Overall, the Act has broad extra-territorial reach and is geared towards changing the conduct of non-US companies and persons in relation to Iran. It is expected that the US Office of Foreign Assets Control will soon follow with regulations to clarify the interpretation and implementation of the Act. Even organizations with limited connection to the US should pay close attention to these US government actions as the risk of running afoul of US sanctions with respect to any activity that touches upon Iran has been significantly increased.
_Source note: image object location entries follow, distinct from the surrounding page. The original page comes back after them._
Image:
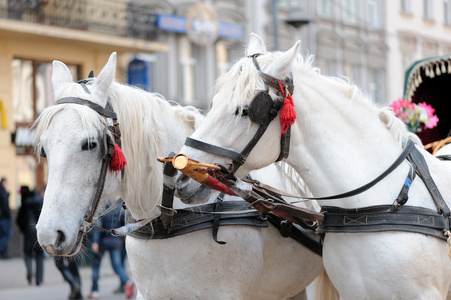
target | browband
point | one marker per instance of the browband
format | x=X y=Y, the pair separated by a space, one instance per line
x=106 y=112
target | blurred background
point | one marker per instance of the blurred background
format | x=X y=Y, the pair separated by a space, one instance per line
x=179 y=48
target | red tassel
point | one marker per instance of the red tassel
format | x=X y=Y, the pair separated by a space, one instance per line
x=118 y=161
x=288 y=114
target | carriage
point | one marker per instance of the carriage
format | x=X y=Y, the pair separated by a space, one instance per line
x=427 y=80
x=340 y=141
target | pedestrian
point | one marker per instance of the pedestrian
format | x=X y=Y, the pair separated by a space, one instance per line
x=102 y=242
x=69 y=269
x=27 y=218
x=6 y=228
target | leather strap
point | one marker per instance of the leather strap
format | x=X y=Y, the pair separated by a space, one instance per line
x=99 y=109
x=417 y=159
x=382 y=218
x=306 y=237
x=217 y=218
x=198 y=218
x=209 y=148
x=167 y=200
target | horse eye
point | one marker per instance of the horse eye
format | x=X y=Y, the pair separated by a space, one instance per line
x=243 y=111
x=89 y=145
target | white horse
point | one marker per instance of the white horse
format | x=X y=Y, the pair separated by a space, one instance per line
x=256 y=263
x=339 y=142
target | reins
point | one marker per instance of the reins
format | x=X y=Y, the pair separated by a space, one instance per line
x=265 y=102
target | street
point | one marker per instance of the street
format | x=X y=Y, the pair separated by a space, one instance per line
x=14 y=286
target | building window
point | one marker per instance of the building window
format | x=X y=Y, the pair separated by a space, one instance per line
x=447 y=11
x=325 y=8
x=32 y=92
x=374 y=17
x=351 y=12
x=406 y=6
x=32 y=88
x=374 y=85
x=428 y=9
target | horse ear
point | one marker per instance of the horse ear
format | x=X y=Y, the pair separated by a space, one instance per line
x=107 y=75
x=256 y=45
x=60 y=75
x=280 y=67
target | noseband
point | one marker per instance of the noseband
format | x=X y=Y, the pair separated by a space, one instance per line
x=108 y=150
x=262 y=110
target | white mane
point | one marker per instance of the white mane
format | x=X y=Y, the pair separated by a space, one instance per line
x=141 y=120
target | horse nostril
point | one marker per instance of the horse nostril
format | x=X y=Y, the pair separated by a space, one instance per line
x=60 y=239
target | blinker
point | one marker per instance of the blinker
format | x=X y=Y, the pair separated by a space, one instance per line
x=260 y=107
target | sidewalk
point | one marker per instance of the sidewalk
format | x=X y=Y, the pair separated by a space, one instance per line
x=14 y=286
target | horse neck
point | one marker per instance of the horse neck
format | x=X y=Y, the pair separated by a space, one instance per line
x=339 y=144
x=150 y=128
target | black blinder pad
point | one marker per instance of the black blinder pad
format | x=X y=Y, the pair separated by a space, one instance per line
x=260 y=108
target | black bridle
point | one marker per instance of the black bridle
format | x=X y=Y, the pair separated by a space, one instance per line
x=262 y=110
x=108 y=150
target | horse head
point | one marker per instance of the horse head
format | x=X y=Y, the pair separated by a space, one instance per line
x=76 y=137
x=247 y=98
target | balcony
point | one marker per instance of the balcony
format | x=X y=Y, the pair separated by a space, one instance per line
x=120 y=18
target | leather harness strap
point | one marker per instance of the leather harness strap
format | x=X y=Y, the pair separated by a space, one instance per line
x=394 y=217
x=417 y=159
x=167 y=200
x=106 y=112
x=215 y=150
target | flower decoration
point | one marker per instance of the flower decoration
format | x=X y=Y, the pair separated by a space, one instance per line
x=416 y=116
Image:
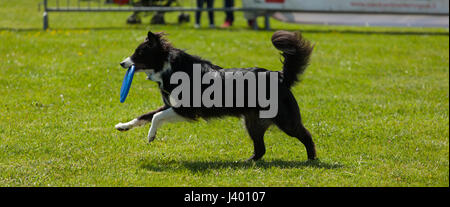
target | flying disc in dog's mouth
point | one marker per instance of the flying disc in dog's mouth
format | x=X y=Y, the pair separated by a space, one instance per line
x=126 y=84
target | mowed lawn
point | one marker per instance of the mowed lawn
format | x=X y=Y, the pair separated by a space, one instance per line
x=375 y=99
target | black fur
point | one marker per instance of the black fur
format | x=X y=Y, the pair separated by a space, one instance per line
x=155 y=51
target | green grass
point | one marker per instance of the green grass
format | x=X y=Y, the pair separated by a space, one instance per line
x=375 y=99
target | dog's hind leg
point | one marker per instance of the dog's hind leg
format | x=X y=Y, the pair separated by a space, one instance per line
x=256 y=128
x=166 y=116
x=141 y=120
x=289 y=121
x=293 y=127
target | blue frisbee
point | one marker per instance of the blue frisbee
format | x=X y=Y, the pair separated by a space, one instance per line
x=126 y=84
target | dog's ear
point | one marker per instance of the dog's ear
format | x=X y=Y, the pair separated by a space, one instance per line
x=152 y=38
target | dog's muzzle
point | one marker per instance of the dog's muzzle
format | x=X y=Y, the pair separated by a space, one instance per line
x=126 y=63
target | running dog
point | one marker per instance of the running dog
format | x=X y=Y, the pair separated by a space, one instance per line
x=159 y=60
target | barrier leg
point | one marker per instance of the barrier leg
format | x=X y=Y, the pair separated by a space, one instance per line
x=45 y=21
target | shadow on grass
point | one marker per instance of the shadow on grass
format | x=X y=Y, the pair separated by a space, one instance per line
x=325 y=30
x=200 y=166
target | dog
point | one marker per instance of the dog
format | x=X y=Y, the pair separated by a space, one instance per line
x=159 y=60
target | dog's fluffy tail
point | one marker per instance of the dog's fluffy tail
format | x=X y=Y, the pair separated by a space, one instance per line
x=296 y=52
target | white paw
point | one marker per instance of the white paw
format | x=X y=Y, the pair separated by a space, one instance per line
x=122 y=127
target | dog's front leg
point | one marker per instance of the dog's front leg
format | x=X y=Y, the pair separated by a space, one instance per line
x=141 y=120
x=166 y=116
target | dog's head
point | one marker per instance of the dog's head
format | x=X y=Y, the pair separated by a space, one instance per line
x=149 y=55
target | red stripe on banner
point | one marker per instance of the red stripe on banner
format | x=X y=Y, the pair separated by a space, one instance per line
x=274 y=1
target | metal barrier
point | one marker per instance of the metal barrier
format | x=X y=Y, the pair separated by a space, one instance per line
x=99 y=6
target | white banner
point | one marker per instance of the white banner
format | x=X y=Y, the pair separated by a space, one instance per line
x=388 y=6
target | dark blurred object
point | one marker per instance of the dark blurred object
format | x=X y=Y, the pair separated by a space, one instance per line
x=121 y=2
x=158 y=18
x=184 y=18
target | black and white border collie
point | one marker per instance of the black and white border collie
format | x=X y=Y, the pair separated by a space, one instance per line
x=159 y=59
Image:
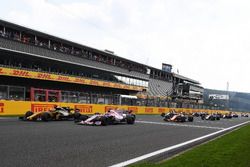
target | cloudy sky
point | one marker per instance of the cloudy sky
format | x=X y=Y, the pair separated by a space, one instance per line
x=206 y=40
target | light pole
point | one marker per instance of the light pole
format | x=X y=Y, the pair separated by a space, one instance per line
x=227 y=95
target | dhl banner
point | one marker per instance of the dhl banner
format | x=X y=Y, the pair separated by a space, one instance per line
x=8 y=108
x=61 y=78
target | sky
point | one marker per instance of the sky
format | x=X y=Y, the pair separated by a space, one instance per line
x=206 y=40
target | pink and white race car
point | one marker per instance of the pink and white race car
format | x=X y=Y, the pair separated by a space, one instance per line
x=109 y=118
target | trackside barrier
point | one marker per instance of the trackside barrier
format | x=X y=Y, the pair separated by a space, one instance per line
x=20 y=107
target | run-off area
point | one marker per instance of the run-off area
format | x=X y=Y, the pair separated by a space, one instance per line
x=62 y=143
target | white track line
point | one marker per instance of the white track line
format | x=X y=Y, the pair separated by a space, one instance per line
x=134 y=160
x=175 y=124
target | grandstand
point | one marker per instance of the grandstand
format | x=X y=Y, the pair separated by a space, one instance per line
x=40 y=67
x=227 y=100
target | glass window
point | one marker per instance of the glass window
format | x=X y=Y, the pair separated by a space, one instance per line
x=3 y=92
x=16 y=93
x=84 y=98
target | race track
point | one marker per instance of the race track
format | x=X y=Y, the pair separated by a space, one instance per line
x=45 y=144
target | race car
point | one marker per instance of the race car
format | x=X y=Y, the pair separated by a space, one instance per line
x=58 y=113
x=234 y=115
x=244 y=115
x=176 y=117
x=227 y=116
x=211 y=117
x=109 y=118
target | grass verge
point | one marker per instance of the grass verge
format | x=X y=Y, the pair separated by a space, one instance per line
x=230 y=150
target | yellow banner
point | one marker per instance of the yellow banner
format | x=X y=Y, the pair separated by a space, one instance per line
x=61 y=78
x=8 y=108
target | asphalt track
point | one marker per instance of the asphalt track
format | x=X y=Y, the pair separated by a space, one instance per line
x=62 y=143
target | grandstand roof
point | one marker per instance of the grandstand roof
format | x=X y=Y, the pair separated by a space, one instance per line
x=185 y=78
x=69 y=42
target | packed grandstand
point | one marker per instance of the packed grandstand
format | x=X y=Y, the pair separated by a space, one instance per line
x=40 y=67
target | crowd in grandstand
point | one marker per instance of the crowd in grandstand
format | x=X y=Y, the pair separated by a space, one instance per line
x=64 y=48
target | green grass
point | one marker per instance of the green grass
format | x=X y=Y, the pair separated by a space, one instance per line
x=230 y=150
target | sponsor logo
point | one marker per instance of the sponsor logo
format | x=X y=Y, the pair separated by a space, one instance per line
x=161 y=110
x=41 y=107
x=126 y=87
x=43 y=76
x=79 y=80
x=106 y=84
x=149 y=110
x=20 y=73
x=94 y=82
x=107 y=108
x=133 y=109
x=117 y=86
x=84 y=108
x=1 y=107
x=1 y=71
x=63 y=78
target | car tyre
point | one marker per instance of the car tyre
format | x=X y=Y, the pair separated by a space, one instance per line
x=45 y=116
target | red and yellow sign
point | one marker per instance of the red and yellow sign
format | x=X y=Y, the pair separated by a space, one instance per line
x=149 y=110
x=61 y=78
x=21 y=107
x=133 y=109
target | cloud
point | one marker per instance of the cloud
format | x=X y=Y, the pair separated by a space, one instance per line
x=206 y=40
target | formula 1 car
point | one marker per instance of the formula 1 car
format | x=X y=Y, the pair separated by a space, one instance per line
x=211 y=117
x=109 y=118
x=244 y=115
x=174 y=117
x=59 y=113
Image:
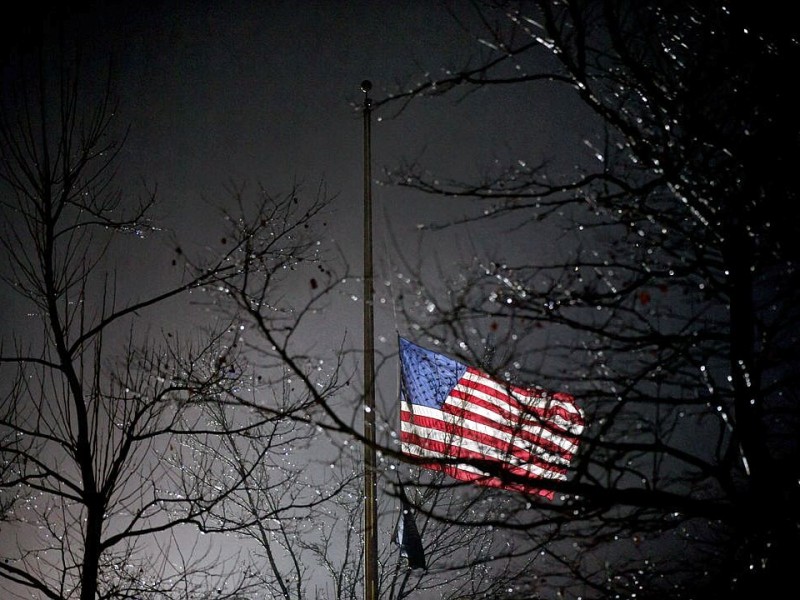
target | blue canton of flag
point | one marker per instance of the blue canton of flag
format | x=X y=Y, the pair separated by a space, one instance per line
x=480 y=430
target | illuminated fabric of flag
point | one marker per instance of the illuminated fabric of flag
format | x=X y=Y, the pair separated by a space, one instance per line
x=478 y=429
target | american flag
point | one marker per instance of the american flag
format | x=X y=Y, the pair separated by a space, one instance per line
x=481 y=430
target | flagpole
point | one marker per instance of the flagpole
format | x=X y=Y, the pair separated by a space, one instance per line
x=370 y=459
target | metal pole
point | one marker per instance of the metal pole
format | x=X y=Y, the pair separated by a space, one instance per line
x=370 y=480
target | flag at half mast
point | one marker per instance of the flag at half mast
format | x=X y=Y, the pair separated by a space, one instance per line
x=478 y=429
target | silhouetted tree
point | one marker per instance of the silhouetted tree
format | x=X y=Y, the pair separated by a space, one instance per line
x=661 y=289
x=118 y=401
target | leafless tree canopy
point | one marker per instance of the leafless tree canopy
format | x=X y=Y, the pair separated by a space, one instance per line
x=669 y=301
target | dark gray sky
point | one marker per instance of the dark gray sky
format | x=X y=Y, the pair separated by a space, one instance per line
x=263 y=93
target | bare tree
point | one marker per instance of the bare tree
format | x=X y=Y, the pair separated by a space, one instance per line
x=668 y=300
x=110 y=433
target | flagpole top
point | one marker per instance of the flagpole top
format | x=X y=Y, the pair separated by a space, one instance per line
x=366 y=86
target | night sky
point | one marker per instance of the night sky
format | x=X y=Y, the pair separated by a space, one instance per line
x=267 y=93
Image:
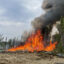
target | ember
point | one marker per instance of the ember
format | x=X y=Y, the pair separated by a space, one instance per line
x=35 y=43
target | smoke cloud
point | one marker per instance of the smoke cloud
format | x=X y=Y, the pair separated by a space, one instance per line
x=54 y=10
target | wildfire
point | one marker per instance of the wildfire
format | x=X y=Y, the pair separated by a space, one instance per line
x=35 y=43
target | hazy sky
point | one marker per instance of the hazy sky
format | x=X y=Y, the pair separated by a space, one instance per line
x=16 y=15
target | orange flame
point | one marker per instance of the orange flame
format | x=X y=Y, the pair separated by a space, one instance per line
x=35 y=43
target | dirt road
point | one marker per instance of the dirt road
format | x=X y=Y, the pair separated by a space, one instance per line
x=29 y=58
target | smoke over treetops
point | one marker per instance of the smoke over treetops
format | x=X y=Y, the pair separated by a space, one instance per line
x=54 y=10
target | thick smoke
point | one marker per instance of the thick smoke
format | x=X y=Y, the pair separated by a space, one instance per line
x=54 y=10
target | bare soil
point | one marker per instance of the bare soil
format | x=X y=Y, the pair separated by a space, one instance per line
x=29 y=58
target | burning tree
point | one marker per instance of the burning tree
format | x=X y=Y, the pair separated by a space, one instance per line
x=60 y=37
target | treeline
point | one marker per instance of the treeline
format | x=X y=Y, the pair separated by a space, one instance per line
x=6 y=44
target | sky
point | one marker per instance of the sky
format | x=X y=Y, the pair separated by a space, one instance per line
x=16 y=16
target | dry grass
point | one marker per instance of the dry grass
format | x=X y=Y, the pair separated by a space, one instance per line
x=29 y=58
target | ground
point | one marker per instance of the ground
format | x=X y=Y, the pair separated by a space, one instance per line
x=29 y=58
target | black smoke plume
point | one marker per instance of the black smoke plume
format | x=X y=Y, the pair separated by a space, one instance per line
x=54 y=10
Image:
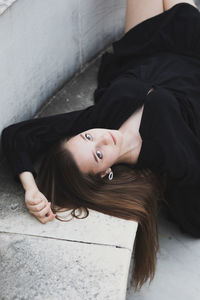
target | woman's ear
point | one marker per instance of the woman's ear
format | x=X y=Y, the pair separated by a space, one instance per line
x=104 y=173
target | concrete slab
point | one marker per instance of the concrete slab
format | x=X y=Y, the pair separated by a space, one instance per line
x=178 y=274
x=49 y=269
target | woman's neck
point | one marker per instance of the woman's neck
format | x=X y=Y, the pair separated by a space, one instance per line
x=132 y=140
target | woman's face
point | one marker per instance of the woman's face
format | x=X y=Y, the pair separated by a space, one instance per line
x=96 y=150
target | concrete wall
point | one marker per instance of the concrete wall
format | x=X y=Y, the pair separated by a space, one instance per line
x=43 y=43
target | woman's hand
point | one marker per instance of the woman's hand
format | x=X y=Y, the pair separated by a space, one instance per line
x=38 y=205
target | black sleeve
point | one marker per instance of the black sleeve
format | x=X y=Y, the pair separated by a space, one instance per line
x=23 y=142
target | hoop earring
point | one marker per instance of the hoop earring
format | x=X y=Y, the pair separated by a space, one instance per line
x=110 y=175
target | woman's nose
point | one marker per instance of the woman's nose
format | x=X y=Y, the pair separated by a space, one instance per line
x=104 y=139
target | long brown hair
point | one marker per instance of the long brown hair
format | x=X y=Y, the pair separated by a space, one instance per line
x=132 y=195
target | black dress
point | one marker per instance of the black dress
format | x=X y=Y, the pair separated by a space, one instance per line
x=162 y=52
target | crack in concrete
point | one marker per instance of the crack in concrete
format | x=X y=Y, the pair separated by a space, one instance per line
x=60 y=239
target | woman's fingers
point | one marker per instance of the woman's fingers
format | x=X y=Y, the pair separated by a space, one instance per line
x=47 y=219
x=38 y=207
x=43 y=211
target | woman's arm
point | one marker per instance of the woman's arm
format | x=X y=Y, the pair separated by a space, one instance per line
x=36 y=202
x=23 y=142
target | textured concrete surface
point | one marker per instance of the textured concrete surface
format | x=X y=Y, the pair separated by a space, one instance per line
x=38 y=268
x=178 y=274
x=44 y=43
x=4 y=4
x=81 y=259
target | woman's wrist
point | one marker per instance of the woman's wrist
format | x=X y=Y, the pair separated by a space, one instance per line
x=28 y=181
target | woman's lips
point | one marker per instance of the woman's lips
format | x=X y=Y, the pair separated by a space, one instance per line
x=114 y=139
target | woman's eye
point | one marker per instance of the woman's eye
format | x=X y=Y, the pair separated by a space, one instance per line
x=88 y=136
x=99 y=154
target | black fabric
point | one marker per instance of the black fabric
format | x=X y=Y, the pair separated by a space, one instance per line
x=162 y=52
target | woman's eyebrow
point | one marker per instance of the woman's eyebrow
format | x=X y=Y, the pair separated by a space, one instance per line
x=92 y=152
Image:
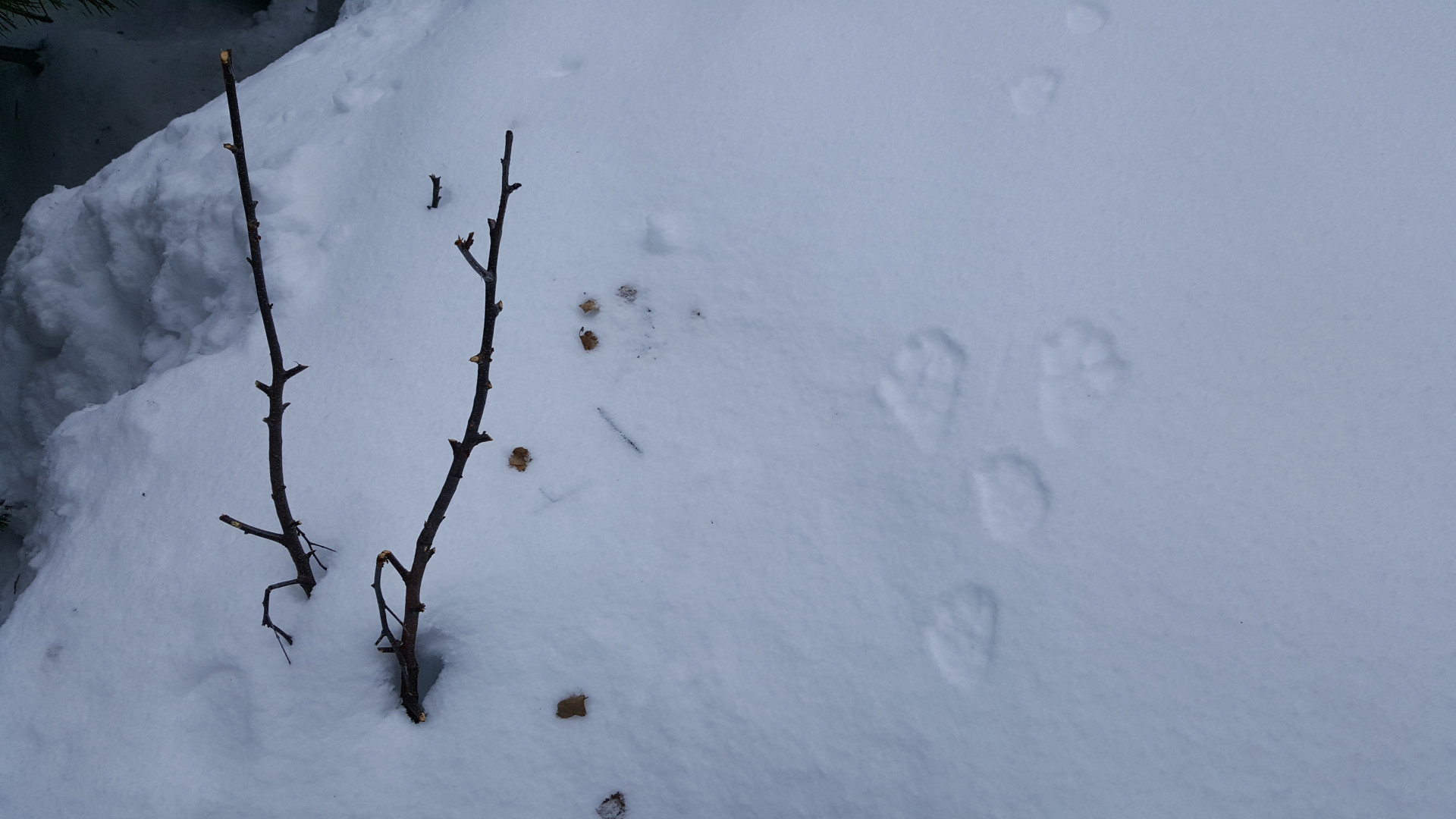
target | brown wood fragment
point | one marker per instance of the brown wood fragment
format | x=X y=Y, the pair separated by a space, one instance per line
x=574 y=706
x=520 y=457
New EO Authorizing Additional Sanctions with Respect to Iran

On July 30, 2012, the Obama administration ordered a new round of economic sanctions against foreign financial institutions and Iran's energy sector in an Executive Order. On the same day, the US imposed sanctions on two financial institutions based in Iraq and China, respectively. Details about that Executive Order and the contemporaneous enforcement actions can be found at our Client Alert dated Aug 2, 2012.

Singapore Court approved extradition of Singaporean nationals for violations of US export controls and denied extradition for violation of US sanctions against Iran

In February 2012, a Singaporean Court granted a request from the US authorities to extradite four Singaporean nationals for violations of US export control laws. Two of the individuals were charged for conspiracy to commit violation of EO 12957 (which prohibits participation in the development of petroleum resources in Iran) and two of the individuals were charged with exporting communications equipment to Iran in violation of the Arms Export Control Act.

On August 7, 2012, the Singaporean High Court affirmed the extradition of only those alleged to have violated the Arms Export Control Act. The Court declined to extradite those alleged to have violated the US / Iran sanctions on the grounds that the offense did not satisfy the “double criminality” requirement, ie, the offences alleged in the US would not constitute offences under Singaporean law (Singapore follows UN sanctions against Iran, but they are not as broad as the US regime).

The decision is noteworthy in that it exemplifies the aggressive posture taken by US authorities in enforcing its sanctions regime as well as the limits that these same agencies may face in wielding their enforcement powers abroad.


The last two weeks has witnessed several significant developments with respect to US sanctions. Global companies, and their employees, should consider these significant changes to US law, which reach beyond the energy and financial sectors. Moreover, companies should assess whether their subsidiaries are engaging in restricted activities, review whether they are covered by contractual provisions that would support non-performance, assess the ability to obtain OFAC licenses, and evaluate next steps.